Abstract Current periodical lattice structures with tailorable coefficient of thermal expansion (CTE) can be hardly used as engineering structures since these configurations are neither planar nor regular three dimensional geometries. Here, lattice cylindrical shells, which are widely in aerospace engineering, are originally devised and analyzed to exclusively achieve a wide range of tailorable CTEs in both axial and radial directions. The thermal expansion behaviors are systematically calculated by finite element analysis, and the expressions of CTEs for the devised lattice cylindrical shells are well established.
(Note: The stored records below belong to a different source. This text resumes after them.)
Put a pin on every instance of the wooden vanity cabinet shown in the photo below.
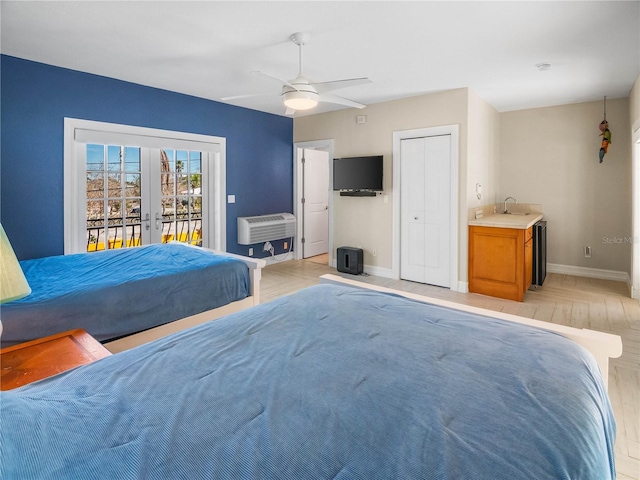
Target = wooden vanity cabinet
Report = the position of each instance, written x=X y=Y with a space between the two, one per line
x=500 y=261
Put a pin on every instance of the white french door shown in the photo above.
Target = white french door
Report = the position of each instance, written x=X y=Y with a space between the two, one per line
x=130 y=186
x=136 y=196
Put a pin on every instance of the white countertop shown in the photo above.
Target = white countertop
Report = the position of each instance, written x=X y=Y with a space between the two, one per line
x=507 y=220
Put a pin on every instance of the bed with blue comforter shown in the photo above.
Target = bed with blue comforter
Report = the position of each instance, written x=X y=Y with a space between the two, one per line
x=329 y=383
x=115 y=293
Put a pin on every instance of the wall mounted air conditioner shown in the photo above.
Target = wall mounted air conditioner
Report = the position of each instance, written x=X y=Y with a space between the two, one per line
x=265 y=228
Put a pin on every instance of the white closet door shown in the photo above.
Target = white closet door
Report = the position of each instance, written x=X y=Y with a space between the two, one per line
x=426 y=210
x=316 y=203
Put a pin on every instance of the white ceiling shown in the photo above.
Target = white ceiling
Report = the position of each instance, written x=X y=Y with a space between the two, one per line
x=208 y=49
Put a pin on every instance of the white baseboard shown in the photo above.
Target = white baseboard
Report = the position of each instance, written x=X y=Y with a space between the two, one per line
x=282 y=257
x=589 y=272
x=371 y=270
x=379 y=271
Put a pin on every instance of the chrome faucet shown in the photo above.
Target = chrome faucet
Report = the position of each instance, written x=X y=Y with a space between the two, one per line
x=505 y=203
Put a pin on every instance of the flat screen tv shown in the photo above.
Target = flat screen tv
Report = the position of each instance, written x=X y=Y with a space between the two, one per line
x=358 y=173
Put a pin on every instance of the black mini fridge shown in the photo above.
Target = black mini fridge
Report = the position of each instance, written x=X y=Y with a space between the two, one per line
x=539 y=253
x=350 y=260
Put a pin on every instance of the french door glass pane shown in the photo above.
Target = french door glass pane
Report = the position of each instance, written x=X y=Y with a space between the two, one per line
x=113 y=195
x=181 y=182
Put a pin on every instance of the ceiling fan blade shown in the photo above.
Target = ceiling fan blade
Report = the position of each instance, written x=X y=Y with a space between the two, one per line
x=323 y=87
x=236 y=97
x=340 y=101
x=272 y=77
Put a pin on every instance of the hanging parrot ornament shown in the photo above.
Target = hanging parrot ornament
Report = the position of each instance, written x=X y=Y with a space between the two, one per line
x=605 y=133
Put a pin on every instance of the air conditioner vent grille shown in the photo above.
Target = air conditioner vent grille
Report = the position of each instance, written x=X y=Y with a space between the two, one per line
x=265 y=228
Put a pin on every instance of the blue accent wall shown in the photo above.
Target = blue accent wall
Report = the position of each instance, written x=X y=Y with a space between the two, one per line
x=36 y=97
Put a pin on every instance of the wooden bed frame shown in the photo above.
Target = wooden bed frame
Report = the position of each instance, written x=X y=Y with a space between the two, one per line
x=602 y=346
x=255 y=274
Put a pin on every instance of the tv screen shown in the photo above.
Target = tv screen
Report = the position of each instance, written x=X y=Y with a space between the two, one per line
x=358 y=173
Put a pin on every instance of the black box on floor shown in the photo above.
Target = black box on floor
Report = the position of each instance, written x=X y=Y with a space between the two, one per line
x=350 y=260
Warp effects are found in lattice cylindrical shells winded from planar triangle and planar square due to the sparse arrangement mode, and with few circumferential triangles, the radial CTE is significantly larger than those of the corresponding planar lattices. Tailorable thermal expansion characteristics including zero, large positive and negative values are confirmed. Moreover, in case study with aluminum alloy, stainless steel and invar, a wide range of thermal expansion ranged from − 64 . 6 to 88.0 ppm ∕ ∘ C , which are remarkably larger than those of constituents, can be easily achieved through the devised lattice cylindrical shells. The wide range of CTEs obtained here can promote these lattice cylindrical shells to be used as structures under temperature variation service environment for purpose of obtaining dimensional stability and thermal expansion compensation.